Kejadian ini bermula saat seorang warga negara asing (WNA) merasa terganggu dengan suara tadarus Al-Qur’an. WNA tersebut mendatangi tempat ibadah dengan nada tinggi. Namun, aksi protes tersebut justru menjadi bumerang bagi dirinya sendiri.
Kronologi Terbongkarnya Status Overstay
Setelah video tersebut viral, pihak kepolisian dan petugas Imigrasi segera melakukan penelusuran lapangan. Petugas kemudian memeriksa dokumen perjalanan milik turis tersebut untuk memastikan legalitasnya.
Hasil pemeriksaan menunjukkan fakta yang mengejutkan bagi publik. Ternyata, masa berlaku visa sang turis telah habis sejak lama. Oleh karena itu, petugas langsung mengamankan WNA tersebut untuk proses lebih lanjut.
Berikut adalah beberapa poin penting terkait kasus tersebut:
- Aksi Protes Berlebihan: WNA memprotes suara tadarus yang merupakan tradisi lokal.
- Pemeriksaan Dokumen: Petugas menemukan ketidaksesuaian pada izin tinggal.
- Status Overstay: Masa berlaku visa diketahui telah melampaui batas waktu (overstay).
- Tindakan Tegas: Pihak Imigrasi akan memberikan sanksi administratif hingga deportasi.

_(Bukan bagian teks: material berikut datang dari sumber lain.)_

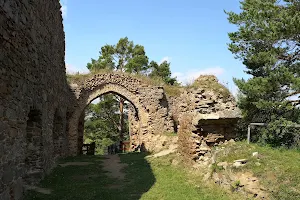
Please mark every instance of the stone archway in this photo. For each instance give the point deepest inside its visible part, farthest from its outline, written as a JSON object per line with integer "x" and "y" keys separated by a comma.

Dampak Pelanggaran Keimigrasian yang Tersembunyi
Selain mengganggu ketertiban umum, keberadaan WNA ilegal sangat merugikan pengawasan wilayah. Selain itu, kasus ini menjadi peringatan bagi pelaku wisata untuk lebih selektif. Pihak berwenang pun kini memperketat pengawasan di kawasan Gili Trawangan.
Sebagai kesimpulan, setiap wisatawan wajib menghormati adat istiadat setempat. Jika melanggar aturan, mereka harus siap menghadapi konsekuensi hukum yang berlaku di Indonesia.